Does NPS make sense for you?
Let’s try this thought experiment: Say you’re a plastic surgeon, specializing in a bespoke and specific sort of work that’s…um, shall we say, personal in nature. Naturally, all plastic surgery is by definition personal, but I mean that your specialty is the sort of thing that people…just don’t talk about, whatever that may be. No, I’m not thinking of anything in particular myself. And yes, I’m sure this sort of thing exists. Based on this business model, what do you think the likelihood would be of any of your Customers discussing their procedures (and your work) with other people? Obviously, they’re unlikely to initiate such conversations themselves, but also based on the intimate nature of the need, I don’t imagine “friends and colleagues” of theirs—who might also have use for it—would ever raise the topic themselves either. Even if they’re extremely pleased with your work (and perhaps even more so if they are), your clients are not likely going to recommend your services to friends, family, co-workers, etc. Here’s an obvious place where NPS would make no sense as a metric for you.
There are lots of other examples, too. Products and services that seem germane to everyday life are potentially the sort of thing that will come up in conversation: the dog food we use, a movie you watched last week, the plumber I had come and fix my leaky pipe. Even if these sorts of conversations (about that plumber, for example) don’t come up all the time, it’s not hard to conceive in my mind the potential of recommending a product or service to someone were it to come up. But then, therein lies the rub.
Not to get all math-y on you here, but technically, the “likelihood to recommend” comes from a formula that I’ll sketch out as:
p(recommend) = p(promote) | p(conversation)
The first term on the right side of the equation is how likely someone is to like your service or product enough to suggest that others avail themselves of it. But the second part is the conditional part of the probability: the part that’s contingent on the topic ever coming up in the first place (math nerds would read that as “the probability of promoting given that the conversation occurs”). The formulaic nub here being that, those two probabilities are multiplied together to produce an overall likelihood. Thus, as the chance of your Customer ever even having a conversation about you shrinks, so too does their chance of ever recommending you.
Does this matter? Do your Customers know what you’re getting at when you ask the question? Is the assumption that you actually mean “In the event it ever comes up, how likely are you to recommend…” understood to the recipient of your survey? I don’t know. But then again, why leave that up to chance? Why ask a question that has such an obvious shortcoming in the first place, thus adding potential but unnecessary flaws to your analysis?
As a statistician, I’d suggest to the plastic surgeon in our example that the probability of confusion or the Customer taking the question literally is enough to throw the results of the survey into question. As a CX advisor, I’d suggest that asking that question with such built-in ambiguity suggests an unseriousness about one’s interest in the Customers’ opinions in the first place.

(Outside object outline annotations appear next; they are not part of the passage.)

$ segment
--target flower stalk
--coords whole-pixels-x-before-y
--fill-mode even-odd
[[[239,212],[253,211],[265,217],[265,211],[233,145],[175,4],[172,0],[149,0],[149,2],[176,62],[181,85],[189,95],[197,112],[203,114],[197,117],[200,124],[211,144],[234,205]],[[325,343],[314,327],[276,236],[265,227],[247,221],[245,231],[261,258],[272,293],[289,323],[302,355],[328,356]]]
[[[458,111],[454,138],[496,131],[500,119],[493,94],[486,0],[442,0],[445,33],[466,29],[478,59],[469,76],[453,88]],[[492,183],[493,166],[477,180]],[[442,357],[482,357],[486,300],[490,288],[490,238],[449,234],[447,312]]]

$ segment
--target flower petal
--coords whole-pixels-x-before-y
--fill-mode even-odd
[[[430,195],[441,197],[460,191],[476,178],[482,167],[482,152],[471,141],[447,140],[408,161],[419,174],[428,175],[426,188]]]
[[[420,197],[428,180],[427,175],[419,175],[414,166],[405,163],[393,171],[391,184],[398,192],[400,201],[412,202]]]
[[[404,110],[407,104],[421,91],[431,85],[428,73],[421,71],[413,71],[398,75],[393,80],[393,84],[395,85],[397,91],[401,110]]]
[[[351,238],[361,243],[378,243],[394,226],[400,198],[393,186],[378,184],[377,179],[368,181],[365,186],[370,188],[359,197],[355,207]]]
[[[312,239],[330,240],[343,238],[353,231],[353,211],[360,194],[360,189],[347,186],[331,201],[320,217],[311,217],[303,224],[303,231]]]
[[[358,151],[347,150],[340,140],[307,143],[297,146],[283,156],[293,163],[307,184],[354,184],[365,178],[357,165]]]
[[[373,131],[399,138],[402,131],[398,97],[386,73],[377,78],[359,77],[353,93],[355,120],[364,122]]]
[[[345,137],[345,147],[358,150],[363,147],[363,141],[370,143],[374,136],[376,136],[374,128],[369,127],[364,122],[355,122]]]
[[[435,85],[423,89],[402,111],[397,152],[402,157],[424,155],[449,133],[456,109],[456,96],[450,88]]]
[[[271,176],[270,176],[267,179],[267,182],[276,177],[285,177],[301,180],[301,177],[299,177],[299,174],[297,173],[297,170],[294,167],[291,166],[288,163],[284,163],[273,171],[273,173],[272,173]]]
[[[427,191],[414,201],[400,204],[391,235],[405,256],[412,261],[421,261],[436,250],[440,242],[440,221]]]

This isn’t simply a rant against NPS. (Frankly, the word, “satisfied” is so meaningless and anodyne that using C-SAT is a pretty silly way to gauge the temperature of your Customers as well.) It’s a plea for you to take your interactions with your Customers seriously. If you are serious about your VoC program, you’re asking your Customer for incredibly valuable information: How you can improve what you do so as to attract more business (that of your current Customers as well as those who’d come after them). Realize the incredible treasure it would be to receive such insight and treat those providing it with respect. Ask actually actionable questions about their experiences with you and request honest (and brutal!) feedback about what you could have done better.
As thankful as you should be that the Customer chose you in the first place, a very close second in the list of things for which you should be grateful is their insights. If they’re willing to share them with you, don’t waste the opportunity by simply tossing out some boilerplate question so you can put the results on a PowerPoint slide. Do the upfront thinking work of formulating genuinely curious questions so you’re not wasting your Customers’ time and effort in helping you. Acting on that true curiosity will have the added benefit of providing more actionable insights for you as well.